Wildlife groups seek water curbs
Britain's leading wildlife groups will urge the Government to make the privatised water companies more accountable for the environment in a report now being finalised.
A six-point plan for better controls over the companies will be recommended by a consortium that includes the Royal Society for the Protection of Birds, The World Wildlife Fund, the Wildlife Trusts and Friends of the Earth.
The call comes soon after the Environment Agency requested greater powers to police the water companies, and follows concern that the Government should have a national strategy for water rather than relying on the water companies themselves.

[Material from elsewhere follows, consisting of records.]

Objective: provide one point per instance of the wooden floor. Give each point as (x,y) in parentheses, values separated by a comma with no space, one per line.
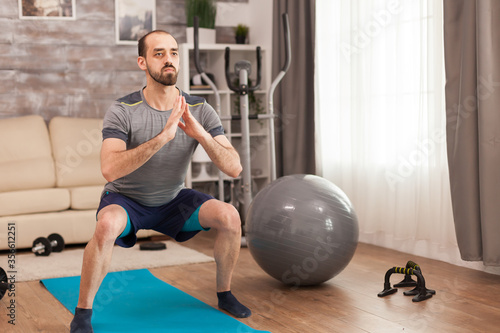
(466,300)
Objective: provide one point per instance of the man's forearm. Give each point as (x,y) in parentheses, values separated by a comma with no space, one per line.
(117,164)
(226,158)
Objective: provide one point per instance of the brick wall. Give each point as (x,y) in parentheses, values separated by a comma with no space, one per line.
(71,68)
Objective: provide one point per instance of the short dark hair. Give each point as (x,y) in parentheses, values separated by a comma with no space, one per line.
(142,42)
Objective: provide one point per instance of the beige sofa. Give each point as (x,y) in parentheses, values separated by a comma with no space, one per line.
(50,179)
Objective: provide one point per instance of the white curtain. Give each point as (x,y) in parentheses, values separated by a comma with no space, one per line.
(381,120)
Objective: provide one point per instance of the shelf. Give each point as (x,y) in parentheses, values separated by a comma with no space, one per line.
(226,178)
(222,47)
(238,135)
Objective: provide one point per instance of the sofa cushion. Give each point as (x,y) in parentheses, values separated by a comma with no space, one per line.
(85,197)
(25,154)
(76,145)
(34,201)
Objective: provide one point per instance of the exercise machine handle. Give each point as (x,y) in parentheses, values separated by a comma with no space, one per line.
(230,84)
(288,48)
(237,88)
(196,45)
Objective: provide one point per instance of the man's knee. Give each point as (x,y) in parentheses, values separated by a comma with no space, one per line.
(220,216)
(111,221)
(229,218)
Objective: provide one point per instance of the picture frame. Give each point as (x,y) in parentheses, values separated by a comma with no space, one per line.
(133,19)
(47,9)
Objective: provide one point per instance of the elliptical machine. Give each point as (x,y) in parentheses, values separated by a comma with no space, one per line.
(243,70)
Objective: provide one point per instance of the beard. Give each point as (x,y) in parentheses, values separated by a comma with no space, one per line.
(165,78)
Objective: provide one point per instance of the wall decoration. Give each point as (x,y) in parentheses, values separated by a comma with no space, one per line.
(47,9)
(134,19)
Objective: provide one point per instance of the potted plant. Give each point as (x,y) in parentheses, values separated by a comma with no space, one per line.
(206,10)
(241,33)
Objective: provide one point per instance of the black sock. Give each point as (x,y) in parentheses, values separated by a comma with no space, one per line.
(229,303)
(81,321)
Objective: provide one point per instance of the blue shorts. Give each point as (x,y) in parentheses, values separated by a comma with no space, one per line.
(168,219)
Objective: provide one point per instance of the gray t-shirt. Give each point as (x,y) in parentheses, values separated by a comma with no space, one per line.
(161,178)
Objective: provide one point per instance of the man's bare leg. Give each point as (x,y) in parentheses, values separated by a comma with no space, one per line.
(111,222)
(225,219)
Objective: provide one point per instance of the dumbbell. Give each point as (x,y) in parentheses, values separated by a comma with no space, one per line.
(3,283)
(45,246)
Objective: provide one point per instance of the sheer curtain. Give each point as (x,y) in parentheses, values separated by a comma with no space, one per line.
(381,121)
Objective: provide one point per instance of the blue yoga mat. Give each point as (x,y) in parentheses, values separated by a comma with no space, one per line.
(137,301)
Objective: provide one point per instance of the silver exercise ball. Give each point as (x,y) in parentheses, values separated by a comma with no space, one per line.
(302,230)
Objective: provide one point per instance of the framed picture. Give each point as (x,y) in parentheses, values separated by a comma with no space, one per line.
(47,9)
(134,19)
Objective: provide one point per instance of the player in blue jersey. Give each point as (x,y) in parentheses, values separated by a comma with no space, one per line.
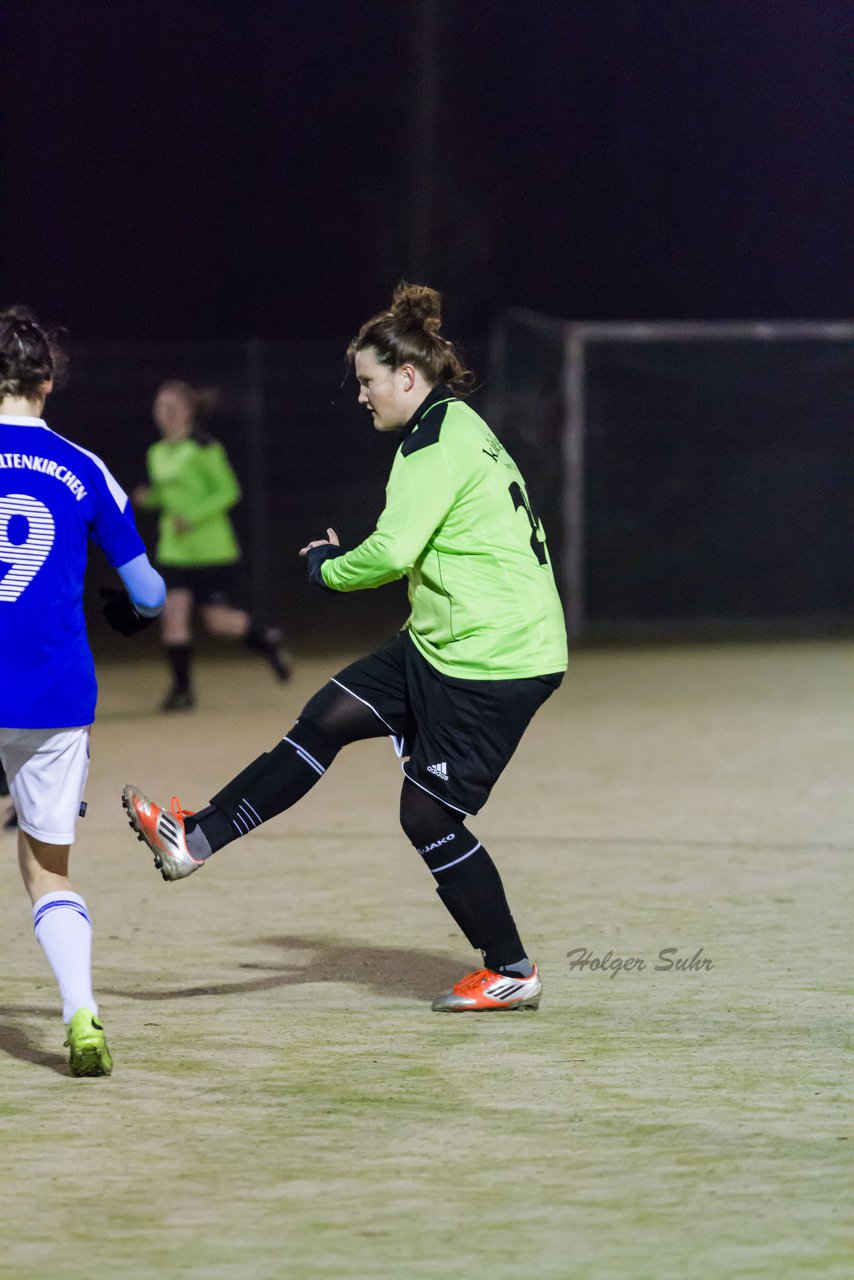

The consortium want the Government to instruct Ofwat, the water regulatory body, to set new standards of performance by 1998 to make the water companies more accountable to the environment and to customers.
They also want the Environment Agency to have the power to implement a national water strategy by the year 2000, including a target for the water companies of reducing the amount they take from the environment. A further recommendation is a wide-ranging review of water abstraction licences to identify all damage, to be completed by 1999.
"The consortium intend to ask the Government to act on these water- related problems and stop the large amount of buck-passing that is going on," Phil Rothwell, RSPB head of policy, said.
"The move by the Environment Agency for new powers is welcome, but the failure of anyone to take responsibility for water planning outside the water companies is at the root of the problems. There is a distinct lack of any overview on contingency planning and demand. No one seems willing to carry the can.
"With more housing, increased demand for water, and the south of the country getting much drier, we are at the point where the Government has to decide what it wants to do about water resource management, and leaving it to market forces doesn't seem to be the most sensible way forward."